YARA is an important piece in the defenders chess set. Depending on how you play the game you can think of YARA as either a bishop or a rook. Powerful weapon in the hands of a threat hunter, or a layer that makes the defenders wall a bigger obstacle to overcome.
However, chess is a game that takes a lifetime to master. Each defeat is a lesson. And what separates a grand master from the beginner are the experiences accumulated by every wrong move they’ve made. Grand masters have lost more games than the beginners have played. Losing is simply a part of the game.
Unfortunately, security defenders don’t have that luxury. Losing as a defender can mean a devastating blow to the organization they are in charge of protecting.
Unlike chess players, security professionals have many powerful aids at their side while playing the game. These can turn them into grand masters with the ability to see five moves ahead. YARA is just that kind of an aid. But, like chess, it does take time and patience to master.
Hunting with YARA
One way to think about YARA is as a binary data query language. And with the advent of large data lakes hosted in security clouds, the term expanded to big data binary query language. YARA is an expressive way to apply regex matches to raw object content and its associated metadata. Regardless if the data lake objects are structured or not, YARA is the answer when it comes to searching through them.
Hunting with YARA means designing proactive big data queries that expose attacks before they have the chance to reach the organization. While this might sound counterintuitive to some, in chess, the game isn’t over when you form a castle. The fight just continues outside the walls, and its aim is to prevent its fall. How effective your pieces are outside the confines of the castle walls matters just as much as how sturdy that wall is.
There are two types of big data queries that YARA enables, continuous and retrospective. The former anticipates a future activity, while the latter confirms that the activity happened recently. Depending on the aim for the hunt any combination of the two can be applied. And the rule itself, typically, doesn’t need to be specially adjusted to be effective for either of the two.
Hunting rules themselves can be either strict or loose. Strict rules are more appropriate when tracking the activity of a known attacker. On the other hand, the loose ones are a perfect way to discover new threats and existing threat variants. However, the looser the rule the more work it takes to go through the matches it produces. There’s a fine balance between the number of conditions the rule must satisfy and the number of matches it ultimately produces. That’s where a big data lake aimed at security research can help the defenders.
While developing new YARA rules, big data lakes like TitaniumCloud can be used to quickly check if the matches it produces are yielding desired results. Let's say, for example, that we’re developing a rule to detect an unknown packer we intend to reverse engineer and create an unpacking method for. First step in this journey is to acquire the necessary samples that are packed with said packer. And the best way to get those is to write a YARA rule that detects it.
ReversingLabs A1000 - Portable Executable visualization view
Starting from a single sample we have in possession, a simple YARA rule is written. Just like a hypothesis, this rule is validated quickly against the Titanium Platform’s YARA retro-hunt capability. While being checked against a large data corpus the matches are returned in real time, as they occur. That provides an opportunity to review results immediately and reiterate on the rule if necessary.

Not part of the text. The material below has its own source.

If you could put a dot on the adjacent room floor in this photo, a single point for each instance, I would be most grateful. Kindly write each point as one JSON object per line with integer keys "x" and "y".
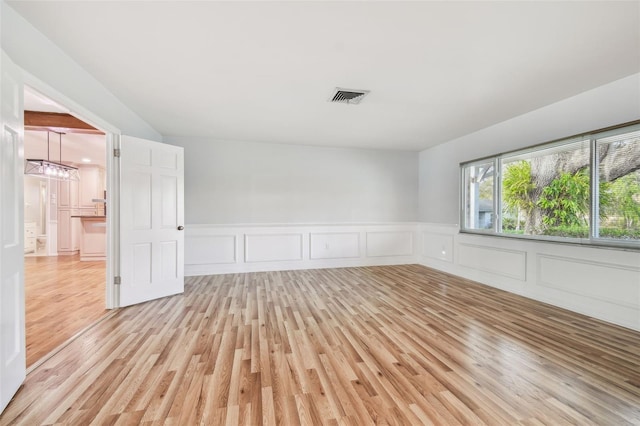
{"x": 62, "y": 297}
{"x": 371, "y": 345}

This is where Titanium Platform’s YARA rule version tracking helps its developers. Each rule iteration can be verified, the results it produces can be compared to match expectations. And should it fail to meet the mark, revertible to a previous version that worked better at any time.
ReversingLabs A1000 - YARA rule editor history view
Quick rule iteration can help to fine tune a loose hunting rule. After the initial rule starts returning matches, which is close to immediately, they can be fetched from the cloud into the private platform instance.
However, closer result inspection shows some unwanted matches due to byte pattern being matched anywhere within the object.
That can be revised, while the rule is still running, to be matching at the entry point of the Portable Executable only. And additionally the rule is changed to clarify that the code section should be named “protect”.
Unfortunately, there’s been a typo in this new rule iteration as the section should be named “.protect”. Since the locally downloaded objects no longer match the rule, as they were meant to, the error is caught immediately. After it is fixed another run of cloud hunting can begin. The scan completes within an hour with the samples required to start working on the unpacker.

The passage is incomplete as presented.